In theory this shouldn't be a problem. As a single girl who makes a decent living I have a relatively disposable income and could probably afford many of the cameras out there. Of course being of a Dutch/Ukrainian/Winnipeg/insert any other applicable stereotype here background, it's not nearly as simple as that. I have to compare all the options, features, gizmos and doodads and figure out which I want, need and are willing to pay for. That inevitably leads me to the cheapest option, and while that appeals to my cheap side, I also have a warring "love for expensive things" side which makes me long for cameras much more expensive then anything I need. But you know, I'm a girl. If Canon sold a Rebel that was pink and completely encased in diamonds, I would want that. I would hate myself for wanting it, but I would still want it. I've already decided that I'm going to buy a DSLR, but only time will tell which one will make it into my grubby little hands. In the mean time I can only continue taking pictures!

Friday, February 4, 2011

Talk British to me....

In the last couple of years I have developed a new fascination, or obsession if you will. The British people. I blame it on my brother. Quite innocently he introduced me to a new (and yet very old) show called Doctor Who. A classic show in Britain, Doctor Who is much beloved by geeks in North America, and has quickly grown in popularity over the last few years. I believe Darryl introduced it to me sometime in 2005, when the "new Who" as it has been called, started airing. We, of course, watched it on probably illegal downloads, but we loved it nonetheless. What Darryl didn't realize of course, was that by innocently introducing me to Doctor Who, he would be spawning a bit of an obsession of mine, particularly when in 2006 David Tennant, my Scottish hero, would take on the role of Doctor Who. Never underestimate the female mind when adorable Scotsmen are in play.

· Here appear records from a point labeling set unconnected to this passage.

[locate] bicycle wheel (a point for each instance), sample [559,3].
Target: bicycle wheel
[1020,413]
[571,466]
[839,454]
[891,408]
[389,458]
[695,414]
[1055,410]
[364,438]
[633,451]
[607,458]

The infatuation that I had for David Tennant first gave me more of a working knowledge of Who than any sane girl should have, but in recent years, has introduced me to other aspects of British television and radio. Youtube searches, mp3 downloads, as well as North American movies and television, have found me developing quite a taste for British humour (which can be more classy, and more crass than North American humour, sometimes at the same time!), as well as an unhealthy desire to speak in a flawless British accent.

I suppose, in a way, it shouldn't come as a surprise. After all, I grew up with Coronation Street playing on our television set. The one TV vice my mother allowed herself was British, so why shouldn't one of mine be the same? Who knows, if Coronation Street contained a good looking male lead when my mother grew up watching the show, and if she had the terrible, but amazing powers of the Internet, maybe she would have found herself in a similar predicament!

I'm sure one day I will mature past the stage of silly obsessions. Or perhaps when I eventually travel to England I will find that it's NOT the magical land of my dreams (I hear real British people are actually quite unfortunate looking, with bad teeth). However in the mean time I shall continue swooning whenever I hear an English or Scottish accent, and giggling like a little school girl when David Tennant appears on TV.